Hard hit by fuel hikes: South Africans find an alternative

By: DNG Energy

The price of fuel in South Africa has risen to 74c per litre for petrol and 91c per litre for wholesale diesel.

This  is due to the increase in crude oil price, but has been further weighted down by the general fuel levy, Road Accident Fund levy, and will rise even further in June with the carbon tax.

The agricultural sector is set to be the hardest hit, followed by low-income consumers and commuters. The price increase will be felt almost instantly, putting South Africa into a low growth mode when jumpstarting the economy is critical for both business and outlook. It is time for the agriculture and taxi industries to find an alternative fuel to drive business into a profitable future.
“We cannot keep adding weight to the economy, it is already straining under the load,” says Aldworth Mbalati, CEO, DNG Energy. “The fuel increase will hurt the agricultural sector and this cost will run upstream to the consumer, every stop along the supply chain adding Rands and cents to the final product
“The low-income earner is already counting every penny – now food and transport will become more expensive.

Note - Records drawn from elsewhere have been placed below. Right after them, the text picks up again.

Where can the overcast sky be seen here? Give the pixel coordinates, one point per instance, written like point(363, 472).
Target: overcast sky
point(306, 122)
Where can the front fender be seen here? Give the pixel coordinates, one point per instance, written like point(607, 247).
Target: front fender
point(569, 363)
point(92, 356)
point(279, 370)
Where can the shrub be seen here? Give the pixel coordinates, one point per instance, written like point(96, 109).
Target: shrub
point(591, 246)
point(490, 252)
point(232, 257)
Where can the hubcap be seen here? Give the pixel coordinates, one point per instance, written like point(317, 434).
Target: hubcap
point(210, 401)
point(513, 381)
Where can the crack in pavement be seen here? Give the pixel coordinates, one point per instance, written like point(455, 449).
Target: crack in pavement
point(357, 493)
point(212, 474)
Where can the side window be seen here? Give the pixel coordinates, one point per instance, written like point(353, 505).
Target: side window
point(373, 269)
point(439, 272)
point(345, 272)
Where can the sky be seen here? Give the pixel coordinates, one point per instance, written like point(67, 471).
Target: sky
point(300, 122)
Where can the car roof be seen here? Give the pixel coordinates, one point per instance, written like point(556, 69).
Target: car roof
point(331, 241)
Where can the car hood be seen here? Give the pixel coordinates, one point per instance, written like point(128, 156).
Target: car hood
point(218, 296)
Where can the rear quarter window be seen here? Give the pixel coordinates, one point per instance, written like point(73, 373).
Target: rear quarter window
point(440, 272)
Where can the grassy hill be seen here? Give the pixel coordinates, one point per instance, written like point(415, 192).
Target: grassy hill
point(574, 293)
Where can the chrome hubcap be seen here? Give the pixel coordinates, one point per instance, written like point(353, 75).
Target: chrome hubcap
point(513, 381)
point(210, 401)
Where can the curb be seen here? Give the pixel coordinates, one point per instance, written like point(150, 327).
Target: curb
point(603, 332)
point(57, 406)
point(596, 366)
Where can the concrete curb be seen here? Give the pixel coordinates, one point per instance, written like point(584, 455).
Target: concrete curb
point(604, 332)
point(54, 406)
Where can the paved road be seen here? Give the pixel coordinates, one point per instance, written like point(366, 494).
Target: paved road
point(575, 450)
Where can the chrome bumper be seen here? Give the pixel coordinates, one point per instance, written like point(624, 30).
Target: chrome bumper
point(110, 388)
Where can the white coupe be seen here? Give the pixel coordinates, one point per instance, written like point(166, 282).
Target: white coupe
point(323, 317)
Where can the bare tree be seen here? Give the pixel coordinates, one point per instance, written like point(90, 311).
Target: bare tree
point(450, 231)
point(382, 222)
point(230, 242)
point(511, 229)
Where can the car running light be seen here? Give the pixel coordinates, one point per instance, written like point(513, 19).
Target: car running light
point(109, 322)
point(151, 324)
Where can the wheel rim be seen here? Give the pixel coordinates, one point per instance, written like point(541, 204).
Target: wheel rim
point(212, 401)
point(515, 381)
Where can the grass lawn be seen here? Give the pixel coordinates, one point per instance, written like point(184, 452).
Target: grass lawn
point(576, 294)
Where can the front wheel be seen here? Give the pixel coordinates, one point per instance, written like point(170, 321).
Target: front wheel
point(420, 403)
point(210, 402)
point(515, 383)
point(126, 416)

The taxi industry will have to pass the cost of fuel on to the commuter.”
For any industry reliant on fuel for daily operations there is a clean, cheap and reliable alternative that will reduce their costs by as much as 25%.  Liquified Natural Gas (LNG) is cheaper than other fossil fuels, has lower greenhouse gas emissions, and is simple to implement.
“Vehicles can be easily converted to LNG by changing the burners and installing a specialised tank, a process that takes less than one day. These changes do not affect the motor warranty or insurance,” Mbalati added.
“Our company, a distributor of LNG, has partnered with a leading South African financial institution that allows for us to alter your motor finance policy word for word so you get the benefits of your warranty and the benefits of cheaper, more efficient fuel,” says Mbalati.
“LNG converted vehicles are fitted with a sensor that pairs with the filling nozzles at refuelling stations that will calculate the cost per litre of gas based on the owner’s financial arrangements. The cost of LNG is between 30-40% cheaper than other fossil fuels so with even the cost of conversion repayment factored in, it is still 15-25% less than traditional fuel.”
Drivers and owners of LNG converted vehicles gain on-demand visibility into their refuelling, can see real-time payments on their loan, and gain instant savings from outset. DNG Energy also provides fully digitised forecourts at their refuelling stations to prioritise the safety of all drivers, owners and passengers.
“The cost of fuel affects everyone in society – it goes into basic goods and services, it goes into the daily commute and it hits South Africans where it hurts,” concludes Mbalati. “With the LNG alternative, you reduce costs across refuelling and vehicle maintenance. For the agriculture industry the solution assures of access to clean and reliable fuel throughout crucial times of the year, for the supply chain it reduces ongoing transportation costs, and for the taxi industry it directly influences profitability and commuter costs.”